Mongolia can forge its own path by translating global best practices into local solutions. Here’s where it can begin:

  • Invest in Digital Infrastructure: Connectivity is foundational for any AI-driven transformation. Mongolia needs to expand high-speed internet access, particularly in remote areas. India’s “Digital India” initiative, which connected over 600,000 villages, offers a powerful example of how digital infrastructure can be scaled inclusively.
  • Ensure Reliable Energy: The surge in global AI use is expected to drive a 160% increase in power demand from data centers by 2030. Mongolia will need to modernize its power systems and diversify its energy sources leveraging its vast potential of renewable energy to support future demands.
  • Strengthen Education and Skills: Mongolia needs to invest in capabilities that count when it comes to AI by preparing its youth through improved STEM education and digital literacy. Vietnam has already begun integrating AI into its national curriculum, a model Mongolia could adapt.
  • Plan for Job Transitions: Mongolia can mitigate potential job losses by adopting proactive policies such as offering tax incentives for businesses that use AI to create rather than eliminate jobs and investing in reskilling programmes similar to Singapore’s SkillsFuture initiative.
  • Promote Ethical and Inclusive Governance: Mongolia needs to ensure that AI development is guided by principles of transparency, accountability, and fairness with people being at the heart of it to ensure that AI solutions reflect societal values and serve the public good.

A Matter of Choice

The HDR reminds us that the future is not written in code. It is shaped by the values we encode into our systems, the incentives we design, and the voices we choose to include.
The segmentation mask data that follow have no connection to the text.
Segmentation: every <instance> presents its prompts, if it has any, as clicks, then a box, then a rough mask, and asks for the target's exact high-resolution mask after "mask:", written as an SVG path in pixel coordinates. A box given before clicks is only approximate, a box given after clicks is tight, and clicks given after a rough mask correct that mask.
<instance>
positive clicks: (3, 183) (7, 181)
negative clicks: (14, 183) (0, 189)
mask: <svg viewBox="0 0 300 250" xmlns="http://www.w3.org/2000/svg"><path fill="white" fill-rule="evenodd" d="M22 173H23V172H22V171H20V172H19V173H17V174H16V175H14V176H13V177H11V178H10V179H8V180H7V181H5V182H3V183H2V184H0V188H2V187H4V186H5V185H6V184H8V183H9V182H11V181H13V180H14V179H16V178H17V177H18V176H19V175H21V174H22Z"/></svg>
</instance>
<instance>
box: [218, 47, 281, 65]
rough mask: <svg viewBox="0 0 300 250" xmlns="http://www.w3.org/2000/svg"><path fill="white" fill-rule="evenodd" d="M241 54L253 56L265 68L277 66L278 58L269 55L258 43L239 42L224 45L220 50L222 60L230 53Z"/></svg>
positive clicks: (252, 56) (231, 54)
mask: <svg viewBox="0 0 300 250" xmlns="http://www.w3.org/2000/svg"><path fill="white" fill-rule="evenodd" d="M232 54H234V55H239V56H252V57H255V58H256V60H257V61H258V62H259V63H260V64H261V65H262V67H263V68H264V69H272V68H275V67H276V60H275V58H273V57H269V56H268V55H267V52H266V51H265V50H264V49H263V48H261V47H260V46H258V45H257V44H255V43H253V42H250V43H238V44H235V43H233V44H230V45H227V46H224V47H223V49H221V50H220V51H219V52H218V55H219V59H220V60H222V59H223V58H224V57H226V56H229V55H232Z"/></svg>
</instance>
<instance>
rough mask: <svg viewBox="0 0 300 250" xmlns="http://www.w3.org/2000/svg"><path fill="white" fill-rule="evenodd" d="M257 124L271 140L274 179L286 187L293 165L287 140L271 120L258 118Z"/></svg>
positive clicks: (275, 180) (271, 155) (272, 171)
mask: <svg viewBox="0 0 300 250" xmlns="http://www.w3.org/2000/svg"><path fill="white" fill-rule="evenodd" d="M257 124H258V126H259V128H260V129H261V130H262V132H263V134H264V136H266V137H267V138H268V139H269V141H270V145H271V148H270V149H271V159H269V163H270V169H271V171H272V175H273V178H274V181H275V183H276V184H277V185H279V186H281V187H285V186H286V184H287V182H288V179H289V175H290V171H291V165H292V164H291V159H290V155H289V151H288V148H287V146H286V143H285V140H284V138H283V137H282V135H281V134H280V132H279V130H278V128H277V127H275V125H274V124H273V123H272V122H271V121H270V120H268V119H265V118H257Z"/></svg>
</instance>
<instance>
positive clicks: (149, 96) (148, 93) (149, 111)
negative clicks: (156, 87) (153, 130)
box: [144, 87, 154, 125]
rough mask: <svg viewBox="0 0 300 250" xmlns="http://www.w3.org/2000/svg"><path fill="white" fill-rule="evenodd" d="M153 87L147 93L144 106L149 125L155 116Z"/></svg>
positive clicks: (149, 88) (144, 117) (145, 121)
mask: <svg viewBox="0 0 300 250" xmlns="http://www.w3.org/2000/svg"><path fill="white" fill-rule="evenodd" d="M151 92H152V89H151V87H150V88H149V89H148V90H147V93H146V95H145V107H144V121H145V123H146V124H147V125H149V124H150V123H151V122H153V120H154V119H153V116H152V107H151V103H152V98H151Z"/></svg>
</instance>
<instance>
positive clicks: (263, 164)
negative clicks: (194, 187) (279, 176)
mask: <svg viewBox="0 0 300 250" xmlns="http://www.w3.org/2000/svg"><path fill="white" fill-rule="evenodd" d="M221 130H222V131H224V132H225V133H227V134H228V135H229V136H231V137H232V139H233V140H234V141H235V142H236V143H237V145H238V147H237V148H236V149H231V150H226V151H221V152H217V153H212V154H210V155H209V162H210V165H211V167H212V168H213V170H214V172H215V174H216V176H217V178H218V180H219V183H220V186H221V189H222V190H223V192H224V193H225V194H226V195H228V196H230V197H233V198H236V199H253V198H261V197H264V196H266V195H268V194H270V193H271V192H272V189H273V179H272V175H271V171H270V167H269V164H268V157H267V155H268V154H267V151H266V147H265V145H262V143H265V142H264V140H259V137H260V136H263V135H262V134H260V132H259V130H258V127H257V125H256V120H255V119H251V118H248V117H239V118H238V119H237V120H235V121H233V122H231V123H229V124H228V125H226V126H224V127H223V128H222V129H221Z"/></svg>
If Mongolia can develop an inclusive, ethical, and people-centered approach to AI aligned with its development priorities and local context, it could chart a new era of progress. Not just digital transformation, but human transformation.

Like every breakthrough before it, how AI impacts human development is a matter of choice. We must go beyond observing what technology can do and instead ask what it can do for people. Real progress requires human leadership: bold innovation, smart investment, inclusive institutions, and a commitment to listening to the communities AI is meant to serve.

It’s a future well within reach. But only if we choose it.